To his credit, the boy knows when to take responsibility for his actions: ”Well, I did do the crime and I’m willing to serve the punishment for it.’

Of course, the internet being what it is, there’s some discussion, here. Hackles have been raised, and some folks are more worried about potential low self-esteem than a potential funeral.

Remember Tasha Henderson? In 2005 she dealt a similar punishment to her 14-year-old daughter, who was misbehaving in school.

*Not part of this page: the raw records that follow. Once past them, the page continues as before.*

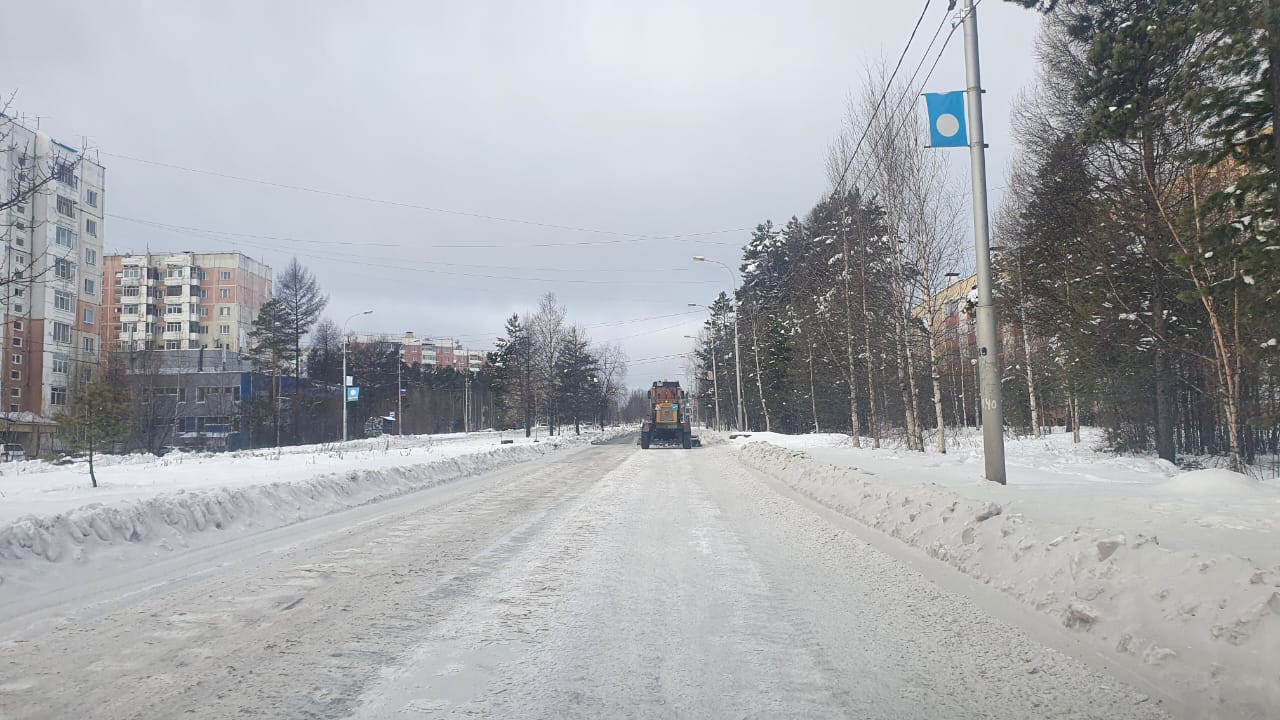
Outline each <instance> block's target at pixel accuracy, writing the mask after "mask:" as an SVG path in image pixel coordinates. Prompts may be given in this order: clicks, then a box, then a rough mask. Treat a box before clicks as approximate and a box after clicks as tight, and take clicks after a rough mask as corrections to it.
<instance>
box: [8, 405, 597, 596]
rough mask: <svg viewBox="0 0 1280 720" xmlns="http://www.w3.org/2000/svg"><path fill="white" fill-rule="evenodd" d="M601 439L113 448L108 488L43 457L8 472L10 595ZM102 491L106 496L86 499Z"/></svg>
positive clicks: (377, 500) (383, 440)
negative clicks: (181, 454) (274, 450)
mask: <svg viewBox="0 0 1280 720" xmlns="http://www.w3.org/2000/svg"><path fill="white" fill-rule="evenodd" d="M613 434H617V432H616V430H613V432H607V433H605V436H603V437H611V436H613ZM600 438H602V434H599V433H595V434H584V436H581V437H573V436H561V437H556V438H550V439H545V441H544V442H538V443H534V442H529V441H527V439H525V438H522V437H521V438H520V439H518V441H515V442H512V443H511V445H500V443H499V437H498V436H497V434H495V433H476V434H472V436H471V437H462V438H448V437H447V438H445V439H443V441H442V438H439V437H429V436H422V437H404V438H384V439H380V441H361V442H356V443H347V446H343V447H342V448H340V450H339V448H338V446H306V447H291V448H283V451H282V452H279V454H278V452H276V451H274V450H270V451H266V450H260V451H244V452H232V454H221V455H212V454H209V455H183V456H177V457H172V456H170V457H164V459H156V457H150V456H125V457H114V459H110V457H109V459H108V461H106V462H104V464H102V466H101V468H99V471H97V475H99V483H100V487H99V488H96V489H91V488H90V487H88V478H87V473H86V470H84V468H82V466H79V464H77V465H73V466H69V468H59V466H52V465H47V464H35V462H33V464H31V468H27V469H24V470H26V471H22V473H20V474H17V475H15V474H13V473H12V471H10V473H9V474H6V475H5V477H0V493H3V495H4V497H3V498H0V598H3V597H4V596H6V594H9V593H13V592H19V591H22V589H32V588H37V587H45V585H47V584H49V583H50V580H55V579H58V578H59V577H65V574H67V573H76V571H82V570H83V569H86V566H95V565H100V564H104V562H105V564H106V565H108V566H111V565H113V564H119V562H123V561H138V560H146V559H147V557H154V556H156V555H159V553H161V552H164V551H172V550H175V548H189V547H200V546H207V544H214V543H218V542H224V541H227V539H230V538H233V537H239V536H243V534H247V533H251V532H259V530H265V529H271V528H278V527H283V525H288V524H292V523H298V521H302V520H306V519H310V518H316V516H320V515H325V514H329V512H337V511H339V510H344V509H348V507H355V506H358V505H365V503H369V502H375V501H379V500H385V498H389V497H394V496H399V495H403V493H407V492H413V491H419V489H425V488H430V487H434V486H439V484H442V483H447V482H451V480H456V479H458V478H463V477H467V475H475V474H479V473H485V471H488V470H493V469H497V468H502V466H506V465H511V464H516V462H522V461H526V460H530V459H534V457H539V456H541V455H545V454H548V452H552V451H554V450H557V448H559V447H562V446H573V445H584V443H586V442H590V441H593V439H600ZM92 497H102V498H104V501H105V502H91V503H84V501H86V500H88V498H92ZM23 510H26V512H23V514H20V515H18V512H20V511H23ZM41 510H54V511H52V512H38V511H41ZM33 511H36V512H33ZM37 512H38V514H37Z"/></svg>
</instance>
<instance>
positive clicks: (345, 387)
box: [342, 310, 374, 442]
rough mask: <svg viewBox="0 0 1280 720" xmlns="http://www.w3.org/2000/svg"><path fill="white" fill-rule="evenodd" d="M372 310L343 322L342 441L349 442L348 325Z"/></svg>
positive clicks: (372, 312) (342, 342)
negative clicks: (356, 318)
mask: <svg viewBox="0 0 1280 720" xmlns="http://www.w3.org/2000/svg"><path fill="white" fill-rule="evenodd" d="M372 314H374V311H372V310H364V311H361V313H356V314H353V315H352V316H349V318H347V320H346V322H344V323H343V324H342V442H347V387H348V386H349V384H351V382H349V380H348V378H347V325H348V324H349V323H351V322H352V320H355V319H356V318H358V316H361V315H372Z"/></svg>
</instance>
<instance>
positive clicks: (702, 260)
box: [694, 255, 748, 430]
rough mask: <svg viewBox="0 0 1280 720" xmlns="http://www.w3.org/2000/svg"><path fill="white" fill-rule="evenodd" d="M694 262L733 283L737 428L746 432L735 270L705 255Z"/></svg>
mask: <svg viewBox="0 0 1280 720" xmlns="http://www.w3.org/2000/svg"><path fill="white" fill-rule="evenodd" d="M694 260H696V261H699V263H714V264H717V265H719V266H721V268H724V272H726V273H728V277H730V281H732V282H733V374H735V375H736V377H735V380H736V383H737V427H739V429H741V430H746V429H748V427H746V406H745V405H742V350H741V346H740V345H739V342H737V319H739V315H740V313H739V311H737V275H735V274H733V269H732V268H730V266H728V265H726V264H724V263H721V261H719V260H708V259H707V258H704V256H703V255H694Z"/></svg>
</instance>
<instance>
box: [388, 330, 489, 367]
mask: <svg viewBox="0 0 1280 720" xmlns="http://www.w3.org/2000/svg"><path fill="white" fill-rule="evenodd" d="M398 342H399V345H401V347H402V348H403V354H404V364H406V365H411V366H412V365H434V366H439V368H453V369H454V370H458V372H460V373H462V372H467V370H471V372H472V373H477V372H480V370H481V369H483V368H484V364H485V352H484V351H481V350H467V348H465V347H462V343H460V342H456V341H454V340H453V338H447V337H442V338H430V340H428V338H419V337H416V336H415V334H413V333H412V332H407V333H404V337H403V338H401V340H399V341H398Z"/></svg>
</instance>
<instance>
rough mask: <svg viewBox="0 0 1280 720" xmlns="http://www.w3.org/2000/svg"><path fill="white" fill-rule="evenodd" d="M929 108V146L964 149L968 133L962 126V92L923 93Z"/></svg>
mask: <svg viewBox="0 0 1280 720" xmlns="http://www.w3.org/2000/svg"><path fill="white" fill-rule="evenodd" d="M924 104H925V105H928V108H929V145H931V146H933V147H965V146H966V145H969V133H968V132H966V129H965V124H964V91H963V90H956V91H955V92H925V94H924Z"/></svg>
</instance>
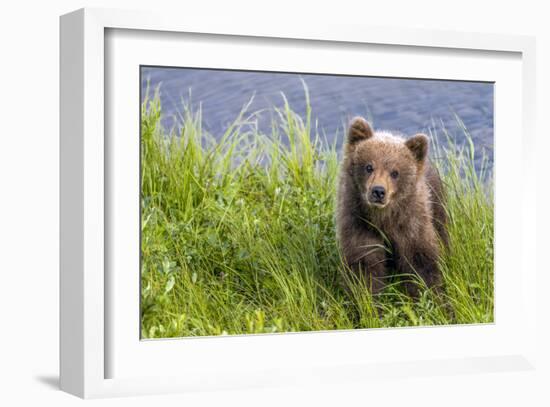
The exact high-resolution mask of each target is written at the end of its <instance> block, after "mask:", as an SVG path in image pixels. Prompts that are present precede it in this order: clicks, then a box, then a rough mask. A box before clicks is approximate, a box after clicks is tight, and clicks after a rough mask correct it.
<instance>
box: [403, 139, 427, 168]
mask: <svg viewBox="0 0 550 407" xmlns="http://www.w3.org/2000/svg"><path fill="white" fill-rule="evenodd" d="M405 145H406V146H407V147H408V148H409V150H410V151H411V153H412V154H413V157H414V158H415V159H416V161H418V162H419V163H422V162H424V160H425V159H426V156H427V155H428V136H426V135H425V134H417V135H415V136H413V137H411V138H410V139H408V140H407V141H405Z"/></svg>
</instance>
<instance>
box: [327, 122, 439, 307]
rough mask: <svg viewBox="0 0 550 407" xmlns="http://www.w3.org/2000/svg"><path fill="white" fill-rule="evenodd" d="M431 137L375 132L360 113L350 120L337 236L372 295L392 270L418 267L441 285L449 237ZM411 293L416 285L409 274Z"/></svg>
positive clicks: (347, 256)
mask: <svg viewBox="0 0 550 407" xmlns="http://www.w3.org/2000/svg"><path fill="white" fill-rule="evenodd" d="M427 156H428V138H427V137H426V136H425V135H423V134H417V135H415V136H414V137H412V138H410V139H408V140H405V139H403V138H401V137H398V136H395V135H393V134H391V133H388V132H374V131H373V130H372V128H371V126H370V125H369V124H368V122H367V121H366V120H365V119H363V118H362V117H357V118H355V119H353V120H352V122H351V124H350V127H349V130H348V137H347V143H346V146H345V150H344V161H343V164H342V168H341V173H340V183H339V189H338V209H337V219H336V220H337V229H338V240H339V243H340V247H341V250H342V253H343V256H344V260H345V261H346V262H347V264H348V266H349V267H350V268H351V269H352V270H353V271H354V272H356V273H360V274H361V275H362V276H363V277H366V278H367V282H368V284H370V288H371V291H372V293H373V294H376V293H378V292H380V290H382V289H383V288H384V287H385V285H386V284H387V278H388V270H390V269H393V270H395V271H396V272H397V273H398V274H412V273H416V274H417V275H418V276H419V277H421V278H422V279H423V280H424V282H425V283H426V285H427V286H428V287H431V288H434V289H435V290H436V291H438V290H439V288H440V287H441V283H442V277H441V272H440V270H439V268H438V264H437V261H438V257H439V252H440V241H442V242H443V243H444V244H445V245H446V244H448V235H447V230H446V221H447V219H446V213H445V209H444V206H443V205H444V196H443V186H442V182H441V179H440V177H439V174H438V173H437V171H436V170H435V169H434V168H433V167H432V166H431V165H430V163H429V160H428V157H427ZM404 280H405V283H404V284H405V288H406V290H407V292H408V294H409V295H411V296H413V297H416V296H417V295H418V284H417V283H415V282H414V281H413V280H411V279H410V278H406V279H404Z"/></svg>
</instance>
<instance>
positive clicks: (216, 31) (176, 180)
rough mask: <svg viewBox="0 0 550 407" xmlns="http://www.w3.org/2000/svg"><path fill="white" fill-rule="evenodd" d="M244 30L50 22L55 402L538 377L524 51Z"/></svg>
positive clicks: (99, 21)
mask: <svg viewBox="0 0 550 407" xmlns="http://www.w3.org/2000/svg"><path fill="white" fill-rule="evenodd" d="M237 27H238V26H237V25H219V24H208V23H207V24H196V25H195V24H194V23H190V24H188V23H181V22H180V21H178V20H177V19H172V18H171V17H169V16H157V15H152V14H145V13H138V12H122V11H110V10H95V9H94V10H89V9H85V10H79V11H76V12H74V13H71V14H68V15H66V16H63V17H62V18H61V260H62V261H61V387H62V388H63V389H64V390H66V391H68V392H70V393H73V394H76V395H79V396H81V397H105V396H114V395H136V394H150V393H159V392H185V391H197V390H214V389H222V388H238V387H254V386H269V385H284V384H287V383H294V384H295V383H298V384H300V383H303V384H307V383H333V382H337V381H349V380H368V379H369V378H371V377H380V376H385V377H389V378H391V377H398V376H400V377H402V376H404V375H411V376H419V375H420V376H421V375H430V374H441V373H444V372H455V373H476V372H484V371H502V370H517V369H528V368H530V367H531V366H532V363H533V358H532V357H531V356H532V355H530V352H531V350H532V349H533V347H532V344H533V341H534V324H535V321H534V319H533V317H532V315H535V313H534V312H533V310H534V308H535V304H536V298H535V296H534V292H535V289H534V287H535V276H536V264H535V261H534V256H532V255H531V254H532V250H533V247H534V245H533V239H534V236H536V233H535V225H536V218H535V212H534V210H533V208H534V206H535V204H536V195H535V193H534V192H533V191H536V188H535V187H534V183H535V181H536V177H532V176H529V177H527V176H526V174H531V173H532V171H531V170H532V165H533V163H532V160H530V157H531V154H532V152H533V151H534V149H535V146H536V137H535V133H534V130H533V129H534V116H533V115H534V113H533V111H534V109H533V103H534V86H535V76H534V41H533V40H532V39H531V38H528V37H516V36H501V35H481V34H480V35H478V34H475V35H474V34H469V35H465V34H464V33H454V32H437V33H434V32H431V31H416V30H399V31H397V30H392V29H382V28H372V27H368V26H364V27H363V26H362V27H349V26H338V25H335V26H332V27H323V29H322V30H315V29H314V28H304V27H285V28H284V29H283V28H280V27H275V26H273V27H270V26H269V25H265V24H262V25H258V26H254V25H252V26H251V25H248V26H247V28H246V29H240V28H237ZM352 28H353V29H352ZM511 165H512V167H513V170H512V168H510V166H511ZM511 186H513V188H512V187H511ZM511 189H512V190H513V193H511ZM512 215H513V217H514V218H513V219H514V221H511V220H510V219H511V216H512ZM527 236H529V239H527ZM530 253H531V254H530Z"/></svg>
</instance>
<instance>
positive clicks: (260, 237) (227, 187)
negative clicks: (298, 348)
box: [141, 90, 493, 338]
mask: <svg viewBox="0 0 550 407" xmlns="http://www.w3.org/2000/svg"><path fill="white" fill-rule="evenodd" d="M306 95H307V90H306ZM182 110H183V111H182V117H181V121H182V123H183V127H182V129H181V131H180V132H178V133H176V132H175V131H174V130H172V131H169V130H167V129H164V128H163V127H162V125H161V116H162V109H161V105H160V101H159V98H158V95H155V96H153V97H150V96H149V95H147V96H146V97H145V100H144V101H143V103H142V119H141V233H142V239H141V267H142V269H141V333H142V337H144V338H166V337H180V336H201V335H224V334H248V333H273V332H290V331H312V330H332V329H353V328H373V327H395V326H414V325H437V324H463V323H483V322H491V321H493V198H492V186H491V181H490V175H488V174H486V168H487V165H486V161H484V165H483V166H482V171H478V172H476V170H475V168H474V152H475V151H474V146H473V143H470V144H466V145H465V146H464V147H461V146H457V145H456V143H453V142H452V138H451V136H450V135H449V134H448V133H447V132H446V131H445V129H443V128H440V129H439V130H438V131H439V132H441V133H442V134H432V136H433V140H434V141H435V140H440V139H442V138H443V139H446V140H448V142H445V143H434V144H433V145H432V153H433V154H432V155H433V158H434V159H435V161H436V165H438V166H439V168H440V170H441V172H442V174H443V178H444V182H445V185H446V190H447V200H448V204H447V209H448V213H449V234H450V241H451V250H449V251H446V252H445V253H444V254H443V256H442V259H441V268H442V270H443V273H444V279H445V283H446V293H445V295H444V296H435V295H433V294H432V293H431V292H430V290H423V291H422V295H421V296H420V298H419V299H417V300H416V301H413V300H411V299H410V298H409V297H408V296H407V295H406V294H405V293H404V291H403V289H402V287H401V285H400V284H399V279H398V278H396V279H395V281H394V284H390V285H389V286H388V288H387V289H386V290H385V291H384V292H383V293H382V294H381V295H380V296H378V297H377V298H376V299H373V298H372V297H371V295H370V294H369V292H368V290H366V289H365V287H364V285H363V284H362V282H361V281H357V279H356V278H355V277H354V276H353V274H351V273H350V272H349V270H347V269H346V268H345V266H344V265H343V264H342V261H341V258H340V255H339V251H338V246H337V242H336V239H335V225H334V221H335V217H334V212H335V211H334V209H335V199H336V195H335V191H336V184H337V176H338V170H339V156H338V153H337V151H336V147H335V145H334V144H332V145H329V144H328V143H326V142H325V141H324V140H323V138H322V137H321V136H320V135H319V134H318V133H317V131H315V130H314V128H315V126H314V125H313V124H312V120H311V108H310V105H309V101H307V110H306V114H305V117H300V116H299V115H297V114H296V113H295V112H294V111H293V110H292V109H291V107H290V106H289V104H288V102H287V101H286V99H284V98H283V102H282V106H281V107H274V108H273V112H272V113H273V123H272V128H271V132H270V134H263V133H261V132H260V131H259V129H258V126H257V118H258V114H257V113H249V112H248V106H245V108H243V110H242V112H241V113H240V115H239V116H238V117H237V118H236V120H235V121H234V122H233V123H232V124H231V125H229V126H228V127H227V130H226V131H225V133H224V134H223V135H219V136H220V137H218V140H217V141H216V139H215V138H214V137H213V136H212V135H210V134H208V133H207V132H206V131H204V129H203V128H202V117H201V111H200V109H199V110H198V111H192V109H191V108H190V107H189V106H188V105H186V106H184V107H183V109H182ZM464 131H466V130H465V129H464ZM441 136H443V137H441ZM340 137H341V136H340ZM467 139H469V138H467ZM469 140H471V139H469Z"/></svg>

If they think a little more ‘shame’ is going to faze a middle school student, then they’ve never been to middle school. Drug abuse thrives in secrecy. Some problems can’t be solved with decorum and tact.

(Thanks, Glenn Sacks!)

One Response

  1. Julia
    Julia at | | Reply

    Hey Bro-
    It’s interesting that you posted this because we’ve been talking a little bit about styles of teaching in my practicum, and this reminded me of that. There’s one end of the spectrum that believes the teacher should assume the upper hand, controlling any and all behavior, (this one is more traditional). At the other end, the teacher allows students to choose the direction of the curriculum and are in charge of their own learning. This parallels with parenting; do you control their every move, or let them figure it out for themselves? What we discussed in seminar incited a kind of ‘duh’ response and that was: do BOTH. For every situation, the consequences and repercussions depend on many factors, and there isn’t a ‘one-size-fits-all’ type of solution. I think this guy did the right thing. His only downfall would be if he failed to explain to his kid why he chose this route and that he loved him.